Diwarnai dengan mendengarkan salah satu rekan guru (Pak siapa aku lupa) yang kalau sudah ceramah, spt radio (nda isa berhenti.. :p.. ), aku menjelaskan matriks monitoring dan penilaian kepada Bu Rum. Aku hanya bisa menjelas 2 sheet (perencanaan dan pelaksanaan) karena hanya 2 itu yang sudah aku print. Sekolah itu juga tidak punya komputer, sehingga tidak bisa mengopi softcopynya. Namun, aku sudah memberitahu Bu Rum jika Bu Katiti (saudaranya) di SDN Wonorejo II sudah punya softcopynya dan bisa mempelajari matriks itu bersama-sama.
Walaupun Bu Rum tampak begitu kesulitan mengatur waktu untuk penuh berkonsentrasi di program ini, tapi aku bisa lihat semangatnya untuk tetap akan mencoba menerapkannya dengan beberapa pilihan prioritas. Ketika aku menjelaskan bahwa akan ada modul pendidikan pusaka untuk siswa (yang itu adalah PR tim BPPI untuk segera diselesaikan), Bu Rum langsung mengiyakan bahwa memang modul itu sangat diperlukan. Untuk orang sesibuk Bu Rum yang tidak punya partner guru lain yang juga ikut pelatihan di Prambanan (Wonorejo ada 2 SD dan masing-masing mengirimkan 1 guru pada workshop di Prambanan lalu), sebuah modul bisa sangat membantu secara praktis dalam penerapan pendidikan pusaka ini.

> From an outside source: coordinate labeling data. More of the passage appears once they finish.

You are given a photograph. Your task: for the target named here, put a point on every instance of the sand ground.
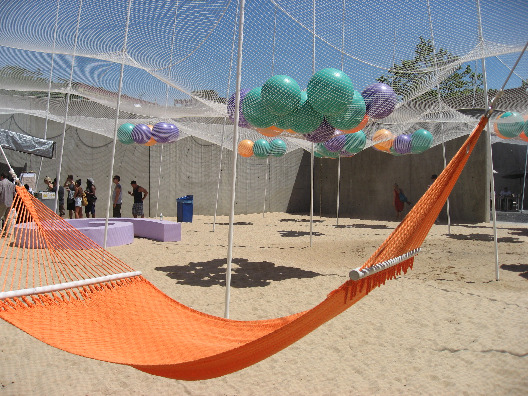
(447, 327)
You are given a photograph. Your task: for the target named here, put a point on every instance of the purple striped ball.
(163, 132)
(141, 134)
(402, 144)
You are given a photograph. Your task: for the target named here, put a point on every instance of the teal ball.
(281, 95)
(330, 91)
(261, 148)
(124, 133)
(254, 110)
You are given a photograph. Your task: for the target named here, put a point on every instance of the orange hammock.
(129, 321)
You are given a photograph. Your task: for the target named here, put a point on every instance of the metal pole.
(223, 128)
(68, 94)
(313, 146)
(265, 187)
(49, 86)
(524, 180)
(490, 167)
(439, 103)
(235, 155)
(116, 122)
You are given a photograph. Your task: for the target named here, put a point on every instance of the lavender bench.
(159, 230)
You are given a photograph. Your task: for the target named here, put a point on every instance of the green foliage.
(410, 74)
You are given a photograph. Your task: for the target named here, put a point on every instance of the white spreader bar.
(66, 285)
(357, 274)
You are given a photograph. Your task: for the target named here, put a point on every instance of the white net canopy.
(60, 61)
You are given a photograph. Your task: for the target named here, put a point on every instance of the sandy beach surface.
(447, 327)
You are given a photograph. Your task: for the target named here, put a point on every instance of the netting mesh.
(180, 60)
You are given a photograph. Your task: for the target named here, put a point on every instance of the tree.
(406, 77)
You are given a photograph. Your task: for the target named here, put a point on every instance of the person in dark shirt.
(139, 194)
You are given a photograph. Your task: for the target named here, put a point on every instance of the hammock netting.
(129, 321)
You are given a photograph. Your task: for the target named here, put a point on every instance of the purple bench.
(121, 231)
(159, 230)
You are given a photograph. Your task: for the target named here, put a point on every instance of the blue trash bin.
(184, 209)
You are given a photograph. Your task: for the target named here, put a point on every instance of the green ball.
(261, 148)
(394, 152)
(278, 147)
(352, 116)
(510, 124)
(330, 91)
(305, 119)
(254, 110)
(281, 95)
(421, 140)
(124, 133)
(324, 152)
(355, 142)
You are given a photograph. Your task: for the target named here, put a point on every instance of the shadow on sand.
(245, 273)
(522, 268)
(483, 237)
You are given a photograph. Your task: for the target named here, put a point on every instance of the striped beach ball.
(124, 133)
(141, 134)
(164, 132)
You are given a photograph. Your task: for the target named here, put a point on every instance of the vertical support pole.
(490, 167)
(116, 121)
(235, 155)
(68, 95)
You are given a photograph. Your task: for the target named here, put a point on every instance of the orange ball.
(245, 148)
(272, 131)
(385, 138)
(360, 126)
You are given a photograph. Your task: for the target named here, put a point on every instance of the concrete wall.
(367, 181)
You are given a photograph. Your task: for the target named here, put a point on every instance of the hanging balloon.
(402, 144)
(355, 142)
(272, 131)
(305, 119)
(254, 110)
(324, 152)
(281, 95)
(324, 132)
(330, 91)
(509, 125)
(164, 132)
(261, 148)
(151, 142)
(335, 144)
(141, 133)
(421, 140)
(124, 133)
(394, 152)
(353, 115)
(524, 133)
(359, 127)
(278, 147)
(242, 122)
(383, 139)
(380, 100)
(245, 148)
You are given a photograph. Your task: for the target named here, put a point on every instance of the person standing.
(139, 194)
(62, 212)
(70, 201)
(78, 198)
(117, 197)
(90, 197)
(7, 193)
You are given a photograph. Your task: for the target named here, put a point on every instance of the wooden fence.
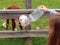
(12, 14)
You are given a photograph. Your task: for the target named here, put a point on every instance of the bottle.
(35, 15)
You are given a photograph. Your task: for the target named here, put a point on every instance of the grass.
(41, 23)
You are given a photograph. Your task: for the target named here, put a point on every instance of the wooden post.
(28, 40)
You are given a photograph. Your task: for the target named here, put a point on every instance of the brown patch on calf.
(54, 30)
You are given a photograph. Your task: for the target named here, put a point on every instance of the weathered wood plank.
(23, 33)
(28, 4)
(12, 14)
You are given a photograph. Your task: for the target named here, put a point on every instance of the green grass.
(41, 23)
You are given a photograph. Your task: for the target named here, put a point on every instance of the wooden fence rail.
(23, 33)
(12, 14)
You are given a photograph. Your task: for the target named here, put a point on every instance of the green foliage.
(41, 23)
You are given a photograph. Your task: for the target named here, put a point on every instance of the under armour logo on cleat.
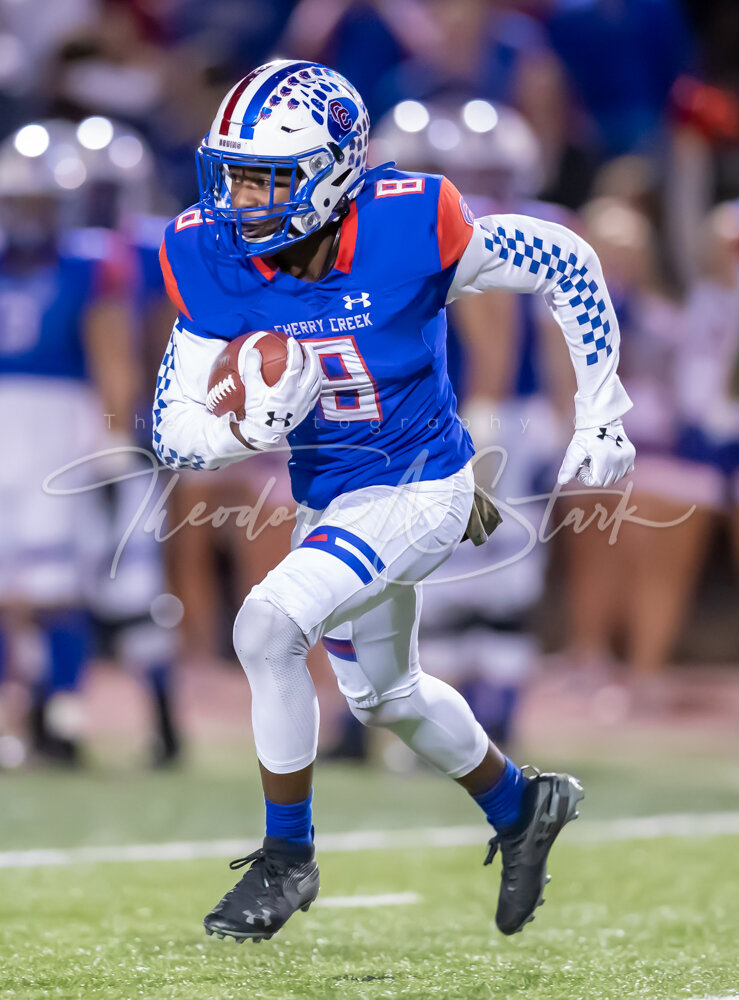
(604, 434)
(272, 418)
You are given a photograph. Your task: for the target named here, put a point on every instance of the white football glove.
(271, 412)
(598, 456)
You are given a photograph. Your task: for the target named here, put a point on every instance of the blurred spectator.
(424, 50)
(615, 591)
(64, 362)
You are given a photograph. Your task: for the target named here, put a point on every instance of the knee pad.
(436, 722)
(272, 650)
(263, 634)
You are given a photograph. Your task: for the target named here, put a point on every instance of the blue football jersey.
(387, 412)
(42, 310)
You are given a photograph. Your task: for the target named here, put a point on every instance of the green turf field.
(642, 918)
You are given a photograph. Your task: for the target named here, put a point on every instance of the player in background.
(704, 466)
(64, 350)
(293, 232)
(135, 615)
(620, 595)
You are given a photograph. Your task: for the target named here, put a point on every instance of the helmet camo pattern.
(300, 118)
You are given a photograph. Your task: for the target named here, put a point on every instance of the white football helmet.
(291, 116)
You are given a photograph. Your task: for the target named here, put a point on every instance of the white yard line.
(381, 899)
(583, 832)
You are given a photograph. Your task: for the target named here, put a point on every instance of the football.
(225, 386)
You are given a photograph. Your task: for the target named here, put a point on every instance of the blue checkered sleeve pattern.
(572, 277)
(185, 435)
(166, 454)
(524, 254)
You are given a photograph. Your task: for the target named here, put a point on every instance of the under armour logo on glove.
(272, 417)
(604, 434)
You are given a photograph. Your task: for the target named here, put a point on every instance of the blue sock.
(292, 822)
(502, 804)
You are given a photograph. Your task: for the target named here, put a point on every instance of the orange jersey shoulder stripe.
(453, 228)
(170, 282)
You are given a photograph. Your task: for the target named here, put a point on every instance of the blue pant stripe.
(346, 557)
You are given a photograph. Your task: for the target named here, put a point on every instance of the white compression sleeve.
(524, 254)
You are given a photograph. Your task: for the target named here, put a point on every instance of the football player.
(293, 232)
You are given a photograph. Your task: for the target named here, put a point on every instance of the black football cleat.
(549, 801)
(283, 878)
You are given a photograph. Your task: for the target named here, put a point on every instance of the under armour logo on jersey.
(362, 299)
(272, 418)
(604, 434)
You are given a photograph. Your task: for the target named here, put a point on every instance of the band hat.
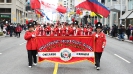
(30, 25)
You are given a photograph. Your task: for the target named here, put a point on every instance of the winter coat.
(99, 42)
(18, 29)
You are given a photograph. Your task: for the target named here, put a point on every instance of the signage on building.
(5, 16)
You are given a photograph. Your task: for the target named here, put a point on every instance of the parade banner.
(66, 50)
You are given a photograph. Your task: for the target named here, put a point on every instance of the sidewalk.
(126, 40)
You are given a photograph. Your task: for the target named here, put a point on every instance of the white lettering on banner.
(58, 54)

Kendala lain yang kita bahas adalah soal koordinasi dengan birokrasi pendidikan setempat. Masalahnya sama dengan yang dibicarakan di SDN Wonorejo II, yakni koordinasi dengan UPTD setempat. Walaupun sebenarnya tidak banyak perhatian dari lembaga tersebut secara nyata di tingkat aksi, tapi menurut Bu Rum, mereka selalu menuntut untuk diberitahu jika ada kegiatan yang dilakukan oleh para guru di sekolah yang masuk dalam wilayah kerjanya. Bu Rum pun bahkan sampai mengatakan bahwa sebenarnya para guru itu “milik” UPTD, dan hanya numpang di sekolah-sekolah tempat mereka mengajar sekarang. Jadi, apapun itu harus dilakukann dengan sepengetahuan UPTD ybs. Dua rekomendasi yang aku jelaskan di bagian awal (SDN Wonorejo II) untuk mengatasi hal ini juga aku sampaikan ke Bu Rum, bahwa kita akan selalu tembuskan surat kepada UPTD dan akan melakukan koordinasi lagi dengan Dinas Pendidikan di tingkat Provinsi.